When the letters "PC" or "P.C." appear after a business name in the U.S., it stands for "Professional Corporation." Entities that have registered as a professional corporation are required to identify themselves with PC when doing business. Registering as a PC has certain benefits and drawbacks.
Companies typically incorporate for one main reason: to protect themselves from liability. If a company goes bankrupt or is sued, the assets of the individual members, partners or owners are protected. For example, if you own a delivery company and one of your truck drivers causes a car accident, the damaged parties must sue the company. Even though you own the company, you will not be liable to pay out of your own pocket in the case of a lawsuit.

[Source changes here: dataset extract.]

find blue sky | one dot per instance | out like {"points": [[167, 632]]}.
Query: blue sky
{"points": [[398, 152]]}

There are several common types of corporations. The type of corporate structuring that is most similar to a PC is an LLC, or a limited liability corporation. An LLC is taxed similarly to a sole proprietorship or a limited partnership (LP) but does not hold the individual members liable for the debts of the company.
A PC, however, is an entity type that is only available to certain licensed professionals, such as chiropractors, architects, medical professionals, accountants and attorneys.

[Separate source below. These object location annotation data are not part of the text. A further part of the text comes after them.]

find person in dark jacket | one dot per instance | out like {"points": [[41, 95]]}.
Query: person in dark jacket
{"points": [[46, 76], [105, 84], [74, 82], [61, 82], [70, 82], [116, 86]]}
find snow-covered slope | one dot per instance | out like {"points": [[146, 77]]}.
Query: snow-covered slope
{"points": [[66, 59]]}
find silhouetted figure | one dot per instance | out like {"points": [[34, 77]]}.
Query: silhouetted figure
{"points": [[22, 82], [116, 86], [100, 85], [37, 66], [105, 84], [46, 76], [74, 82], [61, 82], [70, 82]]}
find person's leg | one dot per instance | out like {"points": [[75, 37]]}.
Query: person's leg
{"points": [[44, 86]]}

Depending on the state, there are other types of entities that are similar to a PC, such as a Limited Liability Partnership (LLP) and a Professional Limited Liability Corporation (PLLC). These structures also protect corporations from the malpractice or negligence of individual members.
The most important way a PC varies from an LLC is in how liability is handled in the case of malpractice. If a partner in a firm that is incorporated as a PC is sued for malpractice or negligence, the remaining partners who are not accused of wrongdoing cannot be held liable. For example, if an attorney is sued for acting in his own interest, the damaged party must sue the individual attorney rather than the firm itself.
When determining whether a suit should be brought against a company or an individual, plaintiffs must prove that the individual was working outside of the entity's corporate purpose and mission in order to sue an individual.
If a corporation is found to be a sham operation organized solely to protect the defendant from liability, a plaintiff can move to pierce the corporate veil. Because of this, it is important for PCs to follow the procedural expectations of a corporation by holding regular board meetings, establishing a corporate mission and adhering to accounting policies.